Stan and Stuey eyed each other silently. Holy hell, this was ridiculous. My g
uess was when TIT cancelled the show, they cancelled the crew and the director and God knows what else. I wondered if Stan and Stuey had any idea what they were doing. From the silent conversation going on, my deduction was: no.
Their wordless conversation lasted three minutes too long. “You will stay in a group. Walk north for about twenty minutes before you start your search. Stuey will film all of you. You can take turns, or whatever. I don’t care, just find some proof,” Stan said as he walked back to the sedan.
“Oookay then,” Kim bellowed joyously, completely oblivious to Stan’s rude behavior. “You heard the man. Let’s go!”
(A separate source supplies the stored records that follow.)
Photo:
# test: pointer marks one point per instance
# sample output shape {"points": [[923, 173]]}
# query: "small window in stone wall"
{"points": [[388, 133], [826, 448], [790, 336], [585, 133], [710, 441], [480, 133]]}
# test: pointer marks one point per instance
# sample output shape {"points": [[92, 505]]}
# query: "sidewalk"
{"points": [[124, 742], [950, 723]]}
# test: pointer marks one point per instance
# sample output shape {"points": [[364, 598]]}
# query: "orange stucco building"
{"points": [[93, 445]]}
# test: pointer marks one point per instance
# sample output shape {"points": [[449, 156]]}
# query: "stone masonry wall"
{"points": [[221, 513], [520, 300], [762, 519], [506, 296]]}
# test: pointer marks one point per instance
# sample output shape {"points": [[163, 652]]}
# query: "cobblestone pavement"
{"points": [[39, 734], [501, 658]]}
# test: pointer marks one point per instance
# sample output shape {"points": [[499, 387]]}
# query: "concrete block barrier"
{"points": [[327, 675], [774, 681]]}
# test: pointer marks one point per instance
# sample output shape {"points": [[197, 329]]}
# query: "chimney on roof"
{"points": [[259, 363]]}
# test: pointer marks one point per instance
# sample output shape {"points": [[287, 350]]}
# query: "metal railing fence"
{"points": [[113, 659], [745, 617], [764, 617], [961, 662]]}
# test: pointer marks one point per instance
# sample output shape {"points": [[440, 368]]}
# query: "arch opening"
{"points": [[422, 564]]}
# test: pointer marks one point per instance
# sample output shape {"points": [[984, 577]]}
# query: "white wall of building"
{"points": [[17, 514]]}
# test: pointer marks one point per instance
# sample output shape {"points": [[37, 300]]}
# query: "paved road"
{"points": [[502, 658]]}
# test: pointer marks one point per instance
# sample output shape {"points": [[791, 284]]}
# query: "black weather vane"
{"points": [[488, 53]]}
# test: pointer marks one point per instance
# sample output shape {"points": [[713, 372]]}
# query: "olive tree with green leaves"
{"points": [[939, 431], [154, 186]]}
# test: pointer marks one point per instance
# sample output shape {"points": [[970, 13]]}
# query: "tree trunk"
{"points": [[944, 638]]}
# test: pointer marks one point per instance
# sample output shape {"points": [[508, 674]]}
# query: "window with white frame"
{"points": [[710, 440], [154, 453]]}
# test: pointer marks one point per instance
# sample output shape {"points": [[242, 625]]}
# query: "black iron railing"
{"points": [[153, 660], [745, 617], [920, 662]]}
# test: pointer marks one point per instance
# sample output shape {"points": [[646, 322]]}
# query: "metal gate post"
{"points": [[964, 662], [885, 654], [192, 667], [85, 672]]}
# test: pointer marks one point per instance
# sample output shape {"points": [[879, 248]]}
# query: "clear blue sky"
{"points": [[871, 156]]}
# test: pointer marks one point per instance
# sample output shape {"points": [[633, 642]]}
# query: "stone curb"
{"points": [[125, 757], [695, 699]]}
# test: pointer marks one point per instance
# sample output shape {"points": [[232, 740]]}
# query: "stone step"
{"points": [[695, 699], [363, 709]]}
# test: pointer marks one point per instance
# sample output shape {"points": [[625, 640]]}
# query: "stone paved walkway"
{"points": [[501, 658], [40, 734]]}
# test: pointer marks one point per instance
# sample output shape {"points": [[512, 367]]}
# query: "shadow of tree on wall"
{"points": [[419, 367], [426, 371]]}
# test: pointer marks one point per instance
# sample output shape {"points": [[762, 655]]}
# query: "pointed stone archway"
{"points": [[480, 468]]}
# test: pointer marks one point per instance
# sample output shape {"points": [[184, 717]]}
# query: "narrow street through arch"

Hugh did a cartwheel and an impressive toe touch. Boo, with her bible in hand, skipped ahead of the group. Her excitement, Hugh’s toe touch, and Kim’s glee made the awkwardness of the situation disappear. Their delight was contagious. Mariah followed after her sister, grinning like an idiot. I prayed to Lutheran Jesus that Boo wouldn’t read from the bible on camera. That could be bad, way worse than my intro gaffe. Rich ambled along with Kim, Hugh, and Stuey, and the old lesbos and I brought up the rear.
“Um, thanks for sticking up for me with Stuey,” I mumbled to Edith. Saying thank you to one of the women who had made my life a living hell was akin to chewing glass and swallowing it, but it was the right thing to do. Surprisingly, it felt pretty good.
“Well, it’s your own fault,” Edith sniffed. “Bless your heart, if you hadn’t had those disgusting dingleboobers put in, I never would have had to threaten his ball sac.”
Maybe it didn’t feel that good. I rolled my eyes and tried to think of a comeback, but decided against it. Mrs. C and Edith’s boobie envy knew no bounds. There was no winning this fight.
“So are we walking for twenty minutes because there’s been a sighting out this way?” Kim asked Stuey.
“Yeah, yeah,” Stuey replied, distracted and sweating like a pig.
“Where’s Stan?” Hugh asked. Unfortunately his voice was coming back. I suspected we’d be hit with some background music soon.
“He’s staying close to the cabin. Don’t tell him I said this, but he’s got a tiny bladder and has to stay near a toilet.”